WHO: Benjamin Todd Jealous, the youngest president in the history of the National Association for the Advancement of Colored People, will deliver the University of Rochester's 2014 Martin Luther King Jr. Commemorative Address. Jealous's address will draw on the tradition of leadership that connects Nelson Mandela, Martin Luther King, Jr., Shirley Chisolm, Frederick Douglas, Cesar Chavez, and Frances Willard to inspire young people to change the world. Jealous will discuss victories he has won, as well as those of young organizers he has trained and mentored, as a framework for how to achieve social transformation.

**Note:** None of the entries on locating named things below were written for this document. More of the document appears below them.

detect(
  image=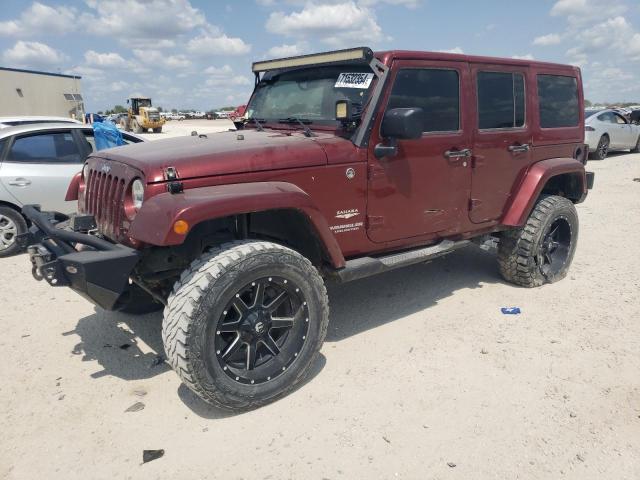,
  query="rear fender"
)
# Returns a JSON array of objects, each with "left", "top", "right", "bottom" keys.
[
  {"left": 500, "top": 158, "right": 587, "bottom": 227},
  {"left": 129, "top": 182, "right": 345, "bottom": 268}
]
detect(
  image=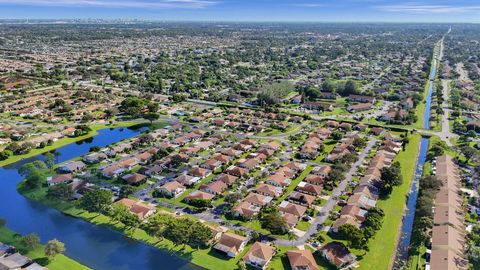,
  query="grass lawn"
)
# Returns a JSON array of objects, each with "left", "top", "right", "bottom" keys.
[
  {"left": 277, "top": 165, "right": 313, "bottom": 203},
  {"left": 0, "top": 121, "right": 147, "bottom": 167},
  {"left": 412, "top": 79, "right": 430, "bottom": 129},
  {"left": 295, "top": 220, "right": 312, "bottom": 232},
  {"left": 359, "top": 134, "right": 421, "bottom": 270},
  {"left": 16, "top": 179, "right": 253, "bottom": 270},
  {"left": 0, "top": 227, "right": 89, "bottom": 270},
  {"left": 257, "top": 125, "right": 302, "bottom": 136}
]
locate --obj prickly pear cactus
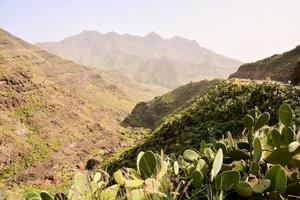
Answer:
[40,191,53,200]
[138,151,158,178]
[211,149,223,182]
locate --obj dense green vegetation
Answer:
[115,80,300,168]
[230,46,300,84]
[21,104,300,200]
[122,80,220,128]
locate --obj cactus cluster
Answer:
[26,104,300,200]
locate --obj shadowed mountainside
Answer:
[229,46,300,84]
[122,80,220,128]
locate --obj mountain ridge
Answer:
[37,31,241,88]
[229,45,300,84]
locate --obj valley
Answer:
[0,21,300,200]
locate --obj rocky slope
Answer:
[0,29,164,186]
[37,31,241,88]
[230,46,300,84]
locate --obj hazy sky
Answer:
[0,0,300,62]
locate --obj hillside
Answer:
[122,80,220,128]
[229,46,300,84]
[37,31,241,88]
[0,29,165,187]
[110,80,300,168]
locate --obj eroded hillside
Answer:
[0,30,165,189]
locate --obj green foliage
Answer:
[278,104,293,126]
[215,170,241,191]
[27,104,300,200]
[40,191,53,200]
[191,170,204,188]
[211,149,223,182]
[138,151,158,178]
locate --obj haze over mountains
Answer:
[37,31,242,88]
[0,29,165,184]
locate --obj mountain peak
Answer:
[146,31,161,39]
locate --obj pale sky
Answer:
[0,0,300,62]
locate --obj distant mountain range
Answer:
[0,29,166,188]
[37,31,242,88]
[230,46,300,84]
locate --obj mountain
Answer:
[122,80,220,128]
[37,31,241,88]
[229,46,300,84]
[0,29,165,186]
[108,79,300,170]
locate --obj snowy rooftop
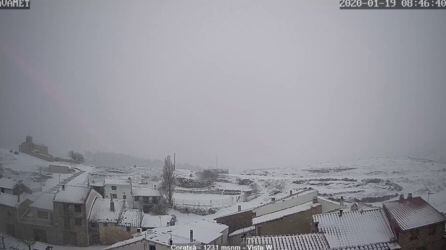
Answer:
[89,198,124,223]
[104,177,130,186]
[150,220,228,244]
[0,193,27,207]
[118,209,142,227]
[246,233,329,250]
[0,177,16,189]
[105,220,228,249]
[229,226,256,237]
[313,208,395,248]
[54,186,89,204]
[383,197,445,230]
[141,214,172,228]
[31,193,54,210]
[252,202,319,225]
[133,187,161,197]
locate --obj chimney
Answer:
[399,194,404,202]
[110,196,115,212]
[129,177,133,195]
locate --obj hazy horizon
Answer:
[0,0,446,168]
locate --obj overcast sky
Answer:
[0,0,446,167]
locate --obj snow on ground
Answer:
[0,234,106,250]
[235,158,446,212]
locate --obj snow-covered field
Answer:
[235,157,446,212]
[0,149,446,249]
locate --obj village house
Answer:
[19,136,54,161]
[0,177,16,194]
[106,220,228,250]
[104,177,133,203]
[252,199,322,236]
[244,233,330,250]
[215,189,342,240]
[18,193,58,243]
[118,208,143,235]
[132,186,161,213]
[215,205,255,233]
[141,214,176,231]
[88,198,126,245]
[313,208,400,249]
[383,194,446,250]
[0,193,31,237]
[53,185,101,246]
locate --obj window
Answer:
[429,225,437,235]
[74,218,82,226]
[74,204,82,213]
[63,216,70,229]
[409,229,419,240]
[37,211,48,219]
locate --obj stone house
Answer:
[252,201,322,236]
[383,194,446,250]
[104,178,133,203]
[18,193,58,244]
[132,187,161,213]
[106,220,228,250]
[215,205,256,233]
[88,198,127,245]
[53,185,101,246]
[313,208,400,249]
[0,177,16,194]
[19,136,54,161]
[0,193,31,237]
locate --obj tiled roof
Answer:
[313,208,395,248]
[0,177,16,189]
[246,233,328,250]
[118,209,142,228]
[54,186,90,204]
[133,187,161,197]
[89,198,124,223]
[384,197,445,230]
[252,201,319,225]
[331,242,401,250]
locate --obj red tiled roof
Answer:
[384,197,445,230]
[246,234,328,250]
[313,208,395,248]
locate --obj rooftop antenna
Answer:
[215,155,218,168]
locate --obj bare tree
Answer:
[161,155,175,206]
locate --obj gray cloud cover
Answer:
[0,0,446,167]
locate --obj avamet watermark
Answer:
[0,0,31,9]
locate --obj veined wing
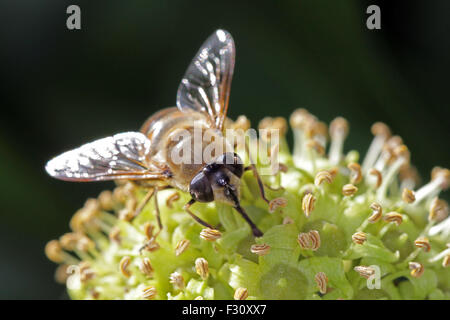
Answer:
[177,30,235,129]
[45,132,162,181]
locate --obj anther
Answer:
[353,266,375,279]
[347,162,362,184]
[250,243,270,256]
[139,258,153,277]
[314,171,333,187]
[169,272,184,290]
[369,168,383,188]
[383,211,403,225]
[200,228,222,241]
[119,256,131,278]
[302,193,316,217]
[195,258,209,280]
[45,240,64,263]
[367,202,383,223]
[314,272,328,294]
[402,188,416,203]
[142,286,157,300]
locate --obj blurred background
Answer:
[0,0,450,299]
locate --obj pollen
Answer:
[250,243,270,256]
[200,228,222,242]
[234,288,248,300]
[342,183,358,197]
[175,239,191,257]
[195,258,209,280]
[302,193,316,217]
[402,188,416,203]
[314,272,328,294]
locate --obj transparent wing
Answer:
[177,30,235,129]
[45,132,165,181]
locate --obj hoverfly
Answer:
[46,30,268,236]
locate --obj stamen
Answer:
[362,122,391,172]
[139,258,153,277]
[369,168,383,189]
[169,272,184,290]
[414,237,431,252]
[314,171,333,187]
[144,222,155,240]
[119,256,131,278]
[250,243,270,256]
[428,197,449,221]
[302,193,316,218]
[383,212,403,225]
[306,139,325,156]
[352,231,367,244]
[353,266,375,279]
[402,188,416,203]
[142,286,157,300]
[234,288,248,300]
[329,117,349,165]
[409,262,425,278]
[269,197,287,213]
[314,272,328,294]
[200,228,222,242]
[195,258,209,280]
[108,226,121,243]
[175,239,191,257]
[297,230,320,251]
[166,192,180,209]
[367,202,383,223]
[342,184,358,197]
[347,162,362,184]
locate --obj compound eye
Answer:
[189,172,214,202]
[224,152,244,178]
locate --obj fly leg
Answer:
[184,199,215,229]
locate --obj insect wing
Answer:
[45,132,158,181]
[177,30,235,129]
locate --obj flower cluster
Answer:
[45,109,450,299]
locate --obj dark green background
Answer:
[0,0,450,299]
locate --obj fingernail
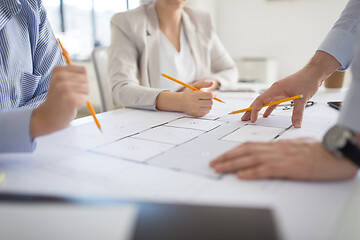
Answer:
[294,121,301,128]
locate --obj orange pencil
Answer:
[229,95,304,114]
[161,73,225,103]
[58,39,103,133]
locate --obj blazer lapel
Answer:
[146,3,161,87]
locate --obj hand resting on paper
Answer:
[210,139,358,180]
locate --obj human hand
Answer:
[241,51,340,128]
[210,139,358,180]
[182,81,214,117]
[192,78,220,92]
[30,65,89,139]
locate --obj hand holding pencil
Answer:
[58,39,102,133]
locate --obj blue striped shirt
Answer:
[0,0,64,152]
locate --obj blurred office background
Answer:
[43,0,350,115]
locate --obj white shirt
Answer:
[158,25,196,92]
[319,0,360,133]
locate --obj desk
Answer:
[0,87,360,240]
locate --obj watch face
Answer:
[324,126,352,150]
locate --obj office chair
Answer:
[91,47,115,111]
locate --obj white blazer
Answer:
[108,3,238,109]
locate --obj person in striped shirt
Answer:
[0,0,89,153]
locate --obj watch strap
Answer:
[340,141,360,167]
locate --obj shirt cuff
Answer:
[318,29,355,71]
[0,108,36,153]
[338,80,360,133]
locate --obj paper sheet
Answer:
[93,138,174,162]
[165,118,224,131]
[221,125,284,143]
[0,91,352,240]
[133,126,205,145]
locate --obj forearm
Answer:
[156,91,185,112]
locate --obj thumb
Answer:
[193,80,214,89]
[292,99,307,128]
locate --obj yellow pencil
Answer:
[229,95,304,114]
[161,73,225,103]
[0,173,5,184]
[58,39,102,133]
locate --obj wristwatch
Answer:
[323,125,360,167]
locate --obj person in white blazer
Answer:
[108,0,238,117]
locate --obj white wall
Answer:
[189,0,348,81]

PRESS OPPORTUNITY: Press availability with Jealous will be scheduled from 3 to 3:30 p.m. on Friday, Jan. 24, in the Frederick Douglass Leadership House, located on Wilson Boulevard on the Fraternity Quadrangle.

COMMEMORATIVE ADDRESS: 6 p.m. on Friday, Jan. 24, Strong Auditorium on the River Campus. The address is free and open to the public.

ABOUT BENJAMIN TODD JEALOUS: A fifth generation member of the NAACP, Jealous began his career in civil rights at age 18, opening mail at the organization's Legal Defense Fund. He has since become an outspoken leader of successful state and local movements to ban the death penalty, outlaw racial profiling, defend voting rights, secure marriage equality, and free multiple wrongfully incarcerated people. Under his leadership, the NAACP grew to be the largest civil rights organization online and on mobile, experienced its first multi-year membership growth in 20 years, and became the largest community-based nonpartisan voter registration operation in the country. He announced last fall that he planned to step down from the leadership position at the end of 2013.

Prior to leading the NAACP, Jealous spent 15 years working as a journalist and community organizer. While at Mississippi's Jackson Advocate Newspaper—the most frequently firebombed publication in the U.S. during the late 20th century—his investigations were credited with exposing corruption at the state penitentiary at Parchman and proving the innocence of a black farmer who was being framed for arson.

A Rhodes Scholar, Jealous is a graduate of Columbia and Oxford Universities. He was named to both Forbes and Time Magazine's 40 under 40 lists, labeled a Young Global Economic Leader by the World Economic Forum, and was #1 on TheRoot.com's list of 2013's Top Black Influencers.